Free Trade Agreement Qualification

Cross-border assembly operations and USMCA rules are complex. Free Trade Agreements (FTA) allow a quid pro quo for United States exporters to sell products to other countries. The bilateral agreements with other countries provide importers and exporters with the opportunity to avoid or minimize duty liabilities and secure easier access in the export of their goods into a foreign county.

Each FTA eliminates barriers and encourages trade between countries. They promote domestic manufacturing output and related investments into companies. Companies save money by reducing customs duties or eliminating them altogether.

Securing that free benefit is the first step. Abiding by the rules must continue or that cost-saving status can be stripped away by the government. At Stein Shostak Shostak Pollack & O’Hara, LLP, we know the impact of losing duty-free status and we provide aggressive representation to our clients when the duty-free status is threatened or taken away.

Requirements of FTAs are strict.

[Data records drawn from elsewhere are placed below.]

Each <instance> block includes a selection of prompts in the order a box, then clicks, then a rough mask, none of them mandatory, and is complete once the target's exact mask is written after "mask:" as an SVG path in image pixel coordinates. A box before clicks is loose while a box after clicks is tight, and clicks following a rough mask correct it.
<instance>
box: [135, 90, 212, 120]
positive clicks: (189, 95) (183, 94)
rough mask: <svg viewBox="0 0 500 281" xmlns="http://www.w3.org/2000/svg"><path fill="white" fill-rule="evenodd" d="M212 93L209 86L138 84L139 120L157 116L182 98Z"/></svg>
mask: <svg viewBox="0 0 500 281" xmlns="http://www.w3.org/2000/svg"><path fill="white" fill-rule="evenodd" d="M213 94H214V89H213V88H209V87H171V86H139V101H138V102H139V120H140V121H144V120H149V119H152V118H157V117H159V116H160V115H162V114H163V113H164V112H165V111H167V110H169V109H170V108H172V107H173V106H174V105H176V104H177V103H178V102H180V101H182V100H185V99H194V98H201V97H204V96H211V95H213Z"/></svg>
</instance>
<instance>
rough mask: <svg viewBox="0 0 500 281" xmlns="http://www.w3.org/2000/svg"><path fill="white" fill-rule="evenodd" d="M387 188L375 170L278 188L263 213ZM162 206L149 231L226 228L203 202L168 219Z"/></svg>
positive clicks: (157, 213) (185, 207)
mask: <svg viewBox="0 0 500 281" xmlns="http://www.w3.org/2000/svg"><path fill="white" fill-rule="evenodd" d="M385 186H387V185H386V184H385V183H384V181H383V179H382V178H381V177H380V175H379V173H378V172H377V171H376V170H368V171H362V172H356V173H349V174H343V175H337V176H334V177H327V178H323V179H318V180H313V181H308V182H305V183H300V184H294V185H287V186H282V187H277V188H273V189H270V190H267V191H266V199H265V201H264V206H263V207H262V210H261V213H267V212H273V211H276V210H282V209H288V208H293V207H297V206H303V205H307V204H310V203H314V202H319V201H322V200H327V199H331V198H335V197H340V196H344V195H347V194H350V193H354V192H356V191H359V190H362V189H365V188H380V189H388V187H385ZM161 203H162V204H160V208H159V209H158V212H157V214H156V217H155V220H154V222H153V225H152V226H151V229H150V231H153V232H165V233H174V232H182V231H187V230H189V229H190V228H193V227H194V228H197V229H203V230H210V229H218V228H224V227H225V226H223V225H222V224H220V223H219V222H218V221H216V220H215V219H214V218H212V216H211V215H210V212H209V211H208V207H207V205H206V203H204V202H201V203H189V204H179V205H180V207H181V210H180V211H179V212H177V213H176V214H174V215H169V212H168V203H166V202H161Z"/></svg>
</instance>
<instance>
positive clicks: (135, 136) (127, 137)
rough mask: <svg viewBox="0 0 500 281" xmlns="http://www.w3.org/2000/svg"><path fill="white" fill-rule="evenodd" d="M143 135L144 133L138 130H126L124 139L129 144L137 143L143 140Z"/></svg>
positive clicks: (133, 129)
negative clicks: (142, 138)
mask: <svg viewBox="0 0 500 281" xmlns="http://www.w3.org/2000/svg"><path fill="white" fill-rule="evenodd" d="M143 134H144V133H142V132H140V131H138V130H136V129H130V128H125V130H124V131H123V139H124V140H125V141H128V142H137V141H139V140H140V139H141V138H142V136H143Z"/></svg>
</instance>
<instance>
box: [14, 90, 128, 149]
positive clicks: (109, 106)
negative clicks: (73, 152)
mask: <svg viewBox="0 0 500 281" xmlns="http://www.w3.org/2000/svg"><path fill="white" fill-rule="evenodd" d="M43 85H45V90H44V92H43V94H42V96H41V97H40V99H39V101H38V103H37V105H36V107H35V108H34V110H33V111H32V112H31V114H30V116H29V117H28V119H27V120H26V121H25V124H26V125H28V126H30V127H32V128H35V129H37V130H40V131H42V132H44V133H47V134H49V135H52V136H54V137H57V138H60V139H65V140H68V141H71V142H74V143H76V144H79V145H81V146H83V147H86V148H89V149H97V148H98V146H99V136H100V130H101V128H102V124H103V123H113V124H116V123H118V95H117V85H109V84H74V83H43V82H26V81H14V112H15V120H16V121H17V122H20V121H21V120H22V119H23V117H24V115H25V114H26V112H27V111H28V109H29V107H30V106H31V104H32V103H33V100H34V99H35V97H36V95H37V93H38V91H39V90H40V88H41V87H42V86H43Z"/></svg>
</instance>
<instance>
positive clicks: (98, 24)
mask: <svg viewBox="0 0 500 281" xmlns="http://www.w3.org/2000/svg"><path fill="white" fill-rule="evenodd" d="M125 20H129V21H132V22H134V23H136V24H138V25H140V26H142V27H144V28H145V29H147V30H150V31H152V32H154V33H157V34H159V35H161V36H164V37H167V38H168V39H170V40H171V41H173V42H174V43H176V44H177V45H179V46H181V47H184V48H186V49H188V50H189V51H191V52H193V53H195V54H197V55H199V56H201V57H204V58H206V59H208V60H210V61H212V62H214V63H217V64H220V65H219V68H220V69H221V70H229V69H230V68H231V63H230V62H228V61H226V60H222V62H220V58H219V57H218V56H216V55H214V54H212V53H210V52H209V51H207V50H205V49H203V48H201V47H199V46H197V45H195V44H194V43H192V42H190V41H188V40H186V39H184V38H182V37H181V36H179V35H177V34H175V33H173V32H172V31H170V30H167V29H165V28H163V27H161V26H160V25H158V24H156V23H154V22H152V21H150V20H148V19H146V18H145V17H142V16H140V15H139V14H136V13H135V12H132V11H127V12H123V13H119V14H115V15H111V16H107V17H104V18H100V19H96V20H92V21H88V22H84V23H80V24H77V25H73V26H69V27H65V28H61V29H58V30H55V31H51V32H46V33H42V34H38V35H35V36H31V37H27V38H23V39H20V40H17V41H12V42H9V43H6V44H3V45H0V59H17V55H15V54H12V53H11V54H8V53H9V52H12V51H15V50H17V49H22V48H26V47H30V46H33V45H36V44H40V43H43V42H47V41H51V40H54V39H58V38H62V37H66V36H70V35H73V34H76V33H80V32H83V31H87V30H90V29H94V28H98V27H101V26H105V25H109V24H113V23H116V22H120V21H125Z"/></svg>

The smallest mistake or oversight can lead to the U.S. government stripping an importer of the FTA status. The punishment does not stop there. Oftentimes, penalties and claims for duties can be imposed for violations that occurred up to five years before the discovery.

Our job is to negotiate a resolution with the U.S. government. If that fails, we will not hesitate to pursue litigation to rightfully restore FTA status and minimize claims for unpaid duties and related penalties.